In September, Illinois Governor Bruce Rauner signed into a law a bill that will allow Illinois students to eat what’s grown in their school gardens as part of the school meal program starting in June 2018.
Chicago students have led the way in this important work. Chicago Public Schools (CPS) first piloted the Eat What You Grow food safety and nutrition education program in eight schools in 2013 with the help of a USDA Farm to School grant. Not only does the program allow students to eat fresh fruits and vegetables grown right on their own campus, it also teaches students lessons about nutrition and food production in a way that only hands-on learning can.
James Wadsworth Elementary School is one of 150 CPS schools that’s now Eat What You Grow certified, and the district is planning to certify an additional 50 Eat What You Grow schools every year so that all schools with a garden can participate.
Just a few years ago, the schoolyard at Wadsworth had an unusable basketball court and a decrepit playground.
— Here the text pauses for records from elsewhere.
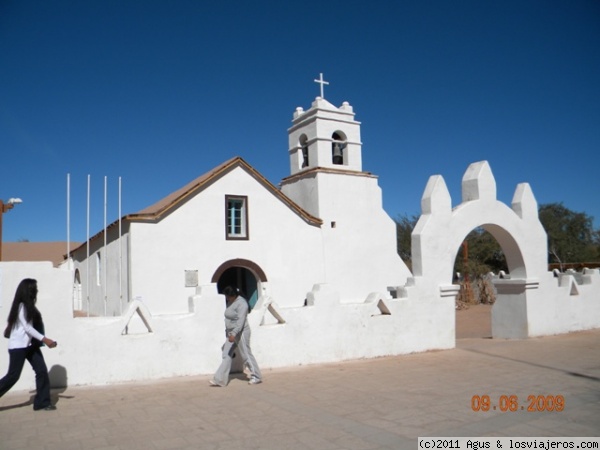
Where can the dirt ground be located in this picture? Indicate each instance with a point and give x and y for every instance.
(474, 322)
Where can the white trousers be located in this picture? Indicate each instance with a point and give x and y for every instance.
(242, 343)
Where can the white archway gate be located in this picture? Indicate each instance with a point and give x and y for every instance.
(441, 229)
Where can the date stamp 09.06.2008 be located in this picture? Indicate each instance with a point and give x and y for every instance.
(512, 403)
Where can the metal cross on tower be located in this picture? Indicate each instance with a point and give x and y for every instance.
(322, 82)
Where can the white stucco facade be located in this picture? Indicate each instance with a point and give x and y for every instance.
(318, 256)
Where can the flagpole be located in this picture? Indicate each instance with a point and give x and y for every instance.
(105, 255)
(88, 247)
(120, 255)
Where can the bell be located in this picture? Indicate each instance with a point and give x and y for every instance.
(338, 157)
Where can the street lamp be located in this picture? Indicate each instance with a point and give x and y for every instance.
(4, 207)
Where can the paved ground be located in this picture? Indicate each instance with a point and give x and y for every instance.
(367, 404)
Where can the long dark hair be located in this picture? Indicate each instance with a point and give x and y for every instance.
(27, 294)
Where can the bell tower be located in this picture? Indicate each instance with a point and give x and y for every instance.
(324, 136)
(326, 176)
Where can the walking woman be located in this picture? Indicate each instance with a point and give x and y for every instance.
(24, 324)
(237, 333)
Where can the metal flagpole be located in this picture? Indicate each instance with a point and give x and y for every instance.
(68, 220)
(120, 255)
(88, 247)
(105, 257)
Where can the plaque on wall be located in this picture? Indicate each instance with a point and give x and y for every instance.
(191, 278)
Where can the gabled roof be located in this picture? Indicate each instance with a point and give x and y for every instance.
(172, 201)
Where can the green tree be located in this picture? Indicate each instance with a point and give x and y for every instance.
(404, 227)
(571, 235)
(484, 254)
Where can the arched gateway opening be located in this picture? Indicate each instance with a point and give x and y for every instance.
(243, 274)
(441, 229)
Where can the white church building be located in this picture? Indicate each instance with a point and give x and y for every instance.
(326, 225)
(316, 257)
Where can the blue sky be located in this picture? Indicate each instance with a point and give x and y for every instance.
(159, 92)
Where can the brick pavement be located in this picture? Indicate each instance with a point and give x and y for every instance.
(365, 404)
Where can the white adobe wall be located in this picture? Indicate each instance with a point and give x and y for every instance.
(97, 351)
(105, 299)
(532, 302)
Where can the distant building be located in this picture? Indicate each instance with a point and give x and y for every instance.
(55, 252)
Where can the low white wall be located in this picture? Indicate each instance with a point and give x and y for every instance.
(546, 306)
(117, 349)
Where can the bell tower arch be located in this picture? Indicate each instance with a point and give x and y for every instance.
(325, 136)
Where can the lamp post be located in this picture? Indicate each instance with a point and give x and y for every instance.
(4, 207)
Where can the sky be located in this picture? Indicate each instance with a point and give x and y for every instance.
(157, 93)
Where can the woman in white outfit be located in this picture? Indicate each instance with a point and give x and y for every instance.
(237, 332)
(23, 319)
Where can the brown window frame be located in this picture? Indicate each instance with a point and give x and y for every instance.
(244, 235)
After a Space to Grow renovation, the schoolyard has plenty of space for students to play, read and grow their own food. Space to Grow is an innovative partnership led by Healthy Schools Campaign and Openlands, using a unique model that brings together capital funds and leadership from the Chicago Department of Water Management, the Metropolitan Water Reclamation District of Greater Chicago and Chicago Public Schools. Space to Grow transforms Chicago schoolyards into beautiful and functional spaces to play, learn, garden and enjoy being outside.
In early summer, just before school let out for the summer, Wadsworth’s garden was bursting with radishes, lettuces and wheat. After harvesting the lettuce, the food service staff cleaned and prepared it, added a simple dressing featuring orange juice and served the delicious salad to students. They couldn’t get enough!
The effect of the program and the garden extends beyond just a tasty treat. Wadsworth also has an engaged garden club where students are responsible for planting, tending and harvesting the garden. Teachers incorporate the garden into their lessons plans, including a science experiment using different colored lights to grow plants and a health lessons about butterfly diets featuring lettuce from the garden. The Eat What You Grow program is a critical way for schools to connect the classroom, the dining center and the school garden.
We’re excited that more students in Illinois will get to take advantage of the many benefits that come from growing and eating your own food.